BAB III. PENUTUP 3.1 Kesimpulan Dari pembahasan di atas dapat ditarik kesimpulan bahwa di setiap suku,wilayah dan negara memiliki pengetahuan etnopedologi tanah yang berbedabeda.Hal itu yang memperkaya informasi tentang pengetahuan etnopedologi terhadap tanah. Seperti di negara Anambra mengklasifikasi tanahnya bersadarkan faktor-faktor pembentuk tanah dan juga berdasarkan proxy sehingga mengahasilkan berbagai macam nama tanah yang berbeda-beda. Di negara Etiopia mengkategorikan kesuburan tanahnyadengan reguid meriet (subur),mehakelay meriet (cukup subur), dan rekik meriet (tidak subur).

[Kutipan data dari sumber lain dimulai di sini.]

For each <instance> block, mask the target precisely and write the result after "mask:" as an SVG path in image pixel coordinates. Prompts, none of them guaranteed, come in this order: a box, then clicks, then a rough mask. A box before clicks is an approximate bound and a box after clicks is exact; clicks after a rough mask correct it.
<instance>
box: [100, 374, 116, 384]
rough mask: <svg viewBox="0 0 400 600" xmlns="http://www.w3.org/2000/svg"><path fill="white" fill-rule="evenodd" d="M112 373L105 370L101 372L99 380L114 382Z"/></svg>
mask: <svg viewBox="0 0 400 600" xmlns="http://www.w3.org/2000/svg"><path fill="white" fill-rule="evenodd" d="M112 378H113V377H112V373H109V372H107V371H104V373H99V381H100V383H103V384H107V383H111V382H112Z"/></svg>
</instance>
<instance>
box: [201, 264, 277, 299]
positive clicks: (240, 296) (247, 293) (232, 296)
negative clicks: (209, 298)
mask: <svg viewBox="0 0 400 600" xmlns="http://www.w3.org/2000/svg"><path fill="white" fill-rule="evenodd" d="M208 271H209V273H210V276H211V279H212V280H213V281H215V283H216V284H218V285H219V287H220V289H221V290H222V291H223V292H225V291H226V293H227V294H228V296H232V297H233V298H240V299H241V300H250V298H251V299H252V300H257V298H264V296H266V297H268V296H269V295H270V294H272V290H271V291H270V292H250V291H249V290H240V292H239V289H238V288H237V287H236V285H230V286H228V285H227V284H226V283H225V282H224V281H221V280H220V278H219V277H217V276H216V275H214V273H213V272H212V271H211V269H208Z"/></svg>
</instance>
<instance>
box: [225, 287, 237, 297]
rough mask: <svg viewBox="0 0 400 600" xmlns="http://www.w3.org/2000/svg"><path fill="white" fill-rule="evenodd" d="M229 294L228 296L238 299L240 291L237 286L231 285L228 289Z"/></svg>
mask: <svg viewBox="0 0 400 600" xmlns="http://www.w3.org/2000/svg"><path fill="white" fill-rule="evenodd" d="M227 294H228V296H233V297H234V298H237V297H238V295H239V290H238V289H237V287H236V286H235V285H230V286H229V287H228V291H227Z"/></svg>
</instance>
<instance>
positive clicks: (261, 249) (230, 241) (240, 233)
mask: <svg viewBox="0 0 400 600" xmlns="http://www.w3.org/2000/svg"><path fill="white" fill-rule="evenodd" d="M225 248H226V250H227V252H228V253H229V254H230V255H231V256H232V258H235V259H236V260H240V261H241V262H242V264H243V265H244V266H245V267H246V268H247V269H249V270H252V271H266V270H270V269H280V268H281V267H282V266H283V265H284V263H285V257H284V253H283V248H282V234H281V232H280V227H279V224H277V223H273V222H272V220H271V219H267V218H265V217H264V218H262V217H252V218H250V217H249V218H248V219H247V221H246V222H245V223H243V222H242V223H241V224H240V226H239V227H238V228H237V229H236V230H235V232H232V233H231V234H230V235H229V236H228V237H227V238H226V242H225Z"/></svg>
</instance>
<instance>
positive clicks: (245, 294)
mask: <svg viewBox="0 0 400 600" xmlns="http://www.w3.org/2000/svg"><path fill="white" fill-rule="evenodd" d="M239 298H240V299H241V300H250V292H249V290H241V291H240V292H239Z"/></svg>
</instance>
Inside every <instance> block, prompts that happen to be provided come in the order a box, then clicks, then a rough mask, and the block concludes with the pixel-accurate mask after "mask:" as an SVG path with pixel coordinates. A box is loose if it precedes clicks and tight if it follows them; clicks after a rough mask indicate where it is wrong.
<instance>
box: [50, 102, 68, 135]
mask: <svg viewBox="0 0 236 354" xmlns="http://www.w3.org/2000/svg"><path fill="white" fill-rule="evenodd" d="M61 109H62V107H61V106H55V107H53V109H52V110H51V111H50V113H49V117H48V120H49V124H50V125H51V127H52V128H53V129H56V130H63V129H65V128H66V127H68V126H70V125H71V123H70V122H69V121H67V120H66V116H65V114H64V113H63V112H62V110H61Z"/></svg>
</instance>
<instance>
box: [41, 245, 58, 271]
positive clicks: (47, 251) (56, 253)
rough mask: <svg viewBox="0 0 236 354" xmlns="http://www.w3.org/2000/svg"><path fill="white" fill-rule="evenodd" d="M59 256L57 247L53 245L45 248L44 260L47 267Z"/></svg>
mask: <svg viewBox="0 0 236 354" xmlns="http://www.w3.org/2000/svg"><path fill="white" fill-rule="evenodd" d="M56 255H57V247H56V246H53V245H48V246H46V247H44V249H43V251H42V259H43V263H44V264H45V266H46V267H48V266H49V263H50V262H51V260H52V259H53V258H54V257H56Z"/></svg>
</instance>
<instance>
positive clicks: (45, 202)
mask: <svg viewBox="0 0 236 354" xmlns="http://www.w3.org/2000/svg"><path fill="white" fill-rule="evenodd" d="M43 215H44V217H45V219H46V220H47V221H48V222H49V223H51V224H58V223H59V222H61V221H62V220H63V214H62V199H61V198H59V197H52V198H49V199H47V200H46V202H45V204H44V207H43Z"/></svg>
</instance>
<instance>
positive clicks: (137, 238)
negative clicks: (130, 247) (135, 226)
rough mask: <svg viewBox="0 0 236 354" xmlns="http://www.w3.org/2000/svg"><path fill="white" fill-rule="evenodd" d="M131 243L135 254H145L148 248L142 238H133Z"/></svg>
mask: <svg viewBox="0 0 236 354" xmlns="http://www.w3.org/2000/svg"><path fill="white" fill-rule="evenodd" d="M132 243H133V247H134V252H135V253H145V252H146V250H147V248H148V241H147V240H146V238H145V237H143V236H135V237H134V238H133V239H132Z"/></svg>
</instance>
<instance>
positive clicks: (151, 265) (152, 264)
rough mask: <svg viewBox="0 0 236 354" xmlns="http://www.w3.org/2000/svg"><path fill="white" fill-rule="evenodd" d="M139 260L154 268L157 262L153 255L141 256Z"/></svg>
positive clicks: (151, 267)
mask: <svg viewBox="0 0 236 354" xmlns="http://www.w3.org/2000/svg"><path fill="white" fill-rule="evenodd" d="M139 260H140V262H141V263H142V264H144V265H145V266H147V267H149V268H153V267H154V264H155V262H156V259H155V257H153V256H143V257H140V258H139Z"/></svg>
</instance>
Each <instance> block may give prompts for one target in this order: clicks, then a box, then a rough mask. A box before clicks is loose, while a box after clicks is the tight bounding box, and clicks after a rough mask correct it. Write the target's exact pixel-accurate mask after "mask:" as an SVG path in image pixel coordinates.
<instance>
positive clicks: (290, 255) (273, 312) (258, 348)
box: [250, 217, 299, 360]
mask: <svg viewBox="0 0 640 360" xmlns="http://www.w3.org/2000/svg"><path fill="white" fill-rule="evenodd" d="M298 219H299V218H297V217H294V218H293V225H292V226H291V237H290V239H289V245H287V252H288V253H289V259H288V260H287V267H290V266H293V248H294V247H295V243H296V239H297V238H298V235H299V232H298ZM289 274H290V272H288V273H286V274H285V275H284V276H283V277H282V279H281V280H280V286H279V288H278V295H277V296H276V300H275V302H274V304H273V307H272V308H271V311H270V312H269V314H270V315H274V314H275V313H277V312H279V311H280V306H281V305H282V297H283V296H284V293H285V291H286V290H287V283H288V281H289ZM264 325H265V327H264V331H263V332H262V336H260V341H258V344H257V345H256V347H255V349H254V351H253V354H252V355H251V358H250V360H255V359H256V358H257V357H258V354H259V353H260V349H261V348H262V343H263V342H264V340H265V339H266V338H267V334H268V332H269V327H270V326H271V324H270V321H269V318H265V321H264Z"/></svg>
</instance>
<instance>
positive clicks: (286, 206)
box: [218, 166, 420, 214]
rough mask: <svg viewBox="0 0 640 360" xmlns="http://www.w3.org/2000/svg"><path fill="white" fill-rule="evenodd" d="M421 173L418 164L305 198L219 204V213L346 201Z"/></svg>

Untuk di wilayah Madagaskar mengklasifikasi tanahnya berdasarkan karakteristik dan produktivitas tanahnya. 3.2 Saran Semoga paper ini dapat menjadi bahan informasi untuk mempelajari pengetahuan etnopedologi tanah oleh masyarakat di berbagai negara.



DAFTAR PUSTAKA



Katja Brinkmann, Laetitia Samuel, Stephan Peth,Andreas Buerkert.2018. Ethnopedological knowledge and soil classification in SW Madagascar. Geoderma Regional 14. Madueke, Chike Onyeka I.2009. ETHNOPEDOLOGY: A REVIEW OF THE INDIGENOUS SOIL CLASSIFICATION IN ENUGWU UKWU, ANAMBRA STATE, NIGERIA. Journal of Science and Technology Research.8(4). Marc Corbeels,Abebe Shiferaw,Mitiku Haile.2000. Farmers’knowledge of soil fertility and local management strategies in Tigray, Ethiopia. Managing Africa’s Soils.(10).